I titoli iniziali ci informano subito che American Animals non è basato su una storia vera ma è una storia vera, eppure non è «la verità» che cerca Bart Layton nel suo nuovo film presentato con successo allo scorso Sundance film festival, poi alla Festa di Roma, ora in sala grazie a Teodora film. La ricostruzione di Layton è del tutto «di parte», non sono i fatti che mette al centro ma le motivazioni ovvero: cosa può spingere dei giovani americani benestanti, studenti di una borghesia della provincia americana a compiere un furto col rischio di rovinarsi – come è accaduto – l’esistenza futura? Soldi? Non sembrano essere la loro prima preoccupazione, o almeno non l’unica.

SPENCER (Barry Keoghan) è un aspirante artista che brama di attraversare qualcosa di sconvolgente, Warren (Evan Peters) il suo migliore amico ha appena vinto una borsa di studio da atleta ma è anche lui insoddisfatto del college e delle prospettive che intravede nel suo cammino. È dunque più in quell’orizzonte odoroso di mais e carne bovina – siamo nel Kentucky – che nasce questo gesto, in un misto di noia e di feroce voglia di celebrità (che certo si accoppia anche a ricchezza) che può essere vinto solo con un «gesto eclatante». Nel caso il furto di libri antichi di grande valore – tra cui Birds of America di John James Audubon, una raccolta in quattro volumi di ritratti di volatili a grandezza naturale, completata a Londra nel 1838 e molto ricercata dai collezionisti- scoperti per caso da Spencer nella biblioteca universitaria.

LAYTON racconta di essere rimasto folgorato dalla vicenda, per questo ha contattato i ragazzi quando erano ancora in prigione iniziando a scrivergli delle lettere. «Pensavano di vivere in Ocean’s 11 e invece erano in Un pomeriggio di un giorno da cani» ha detto dei suoi protagonisti il regista. Che, appunto, nella trasformazione in «personaggi» nonostante l’uso – anche assai spericolato – di materiali di repertorio e di una patina «documentaristica» piuttosto accentuata, lascia fuori la cronaca come anche il giudizio dalla sua narrazione: è quel delirio, quella sorta di reinvenzione della realtà che lo interessa e su cui scommette che significa anche interrogare costantemente i limiti «morali» di un agire.

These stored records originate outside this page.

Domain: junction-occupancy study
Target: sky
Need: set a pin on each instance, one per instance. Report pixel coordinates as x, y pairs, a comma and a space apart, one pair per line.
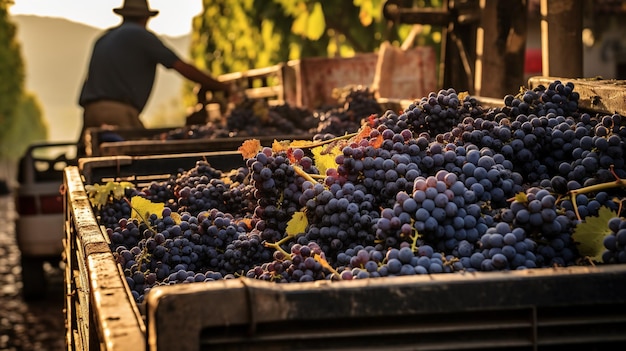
174, 18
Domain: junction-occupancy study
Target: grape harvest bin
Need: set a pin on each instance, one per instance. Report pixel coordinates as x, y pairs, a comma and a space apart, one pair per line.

Un po’ come accadeva nel suo documentario L’impostore, su un tipo che si fa passare criminosamente per qualcun altro, il processo, ciò che avviene prima di passare all’azione, le pulsioni e le fantasie proiettate su quel colpo milionario che della realtà non tengono in considerazione nulla, tantomeno la possibilità del fallimento.
Layton guarda al true-crime ma nell’uso del «codice» si prende una certa libertà nel gioco di citazioni e allusioni metacinematografiche. Il suo spazio di osservazione è quello del delirio, di una sfida impossibile, di un «orizzonte di gloria» che i ragazzi, la cui rabbia ha perso la voglia di ribellione ed è solo narcisismo e celebrazione di sé, rendono «reale» nel solo gesto di essere immaginato. In fondo è la storia di una sconfitta, il «vero» è tutto qui.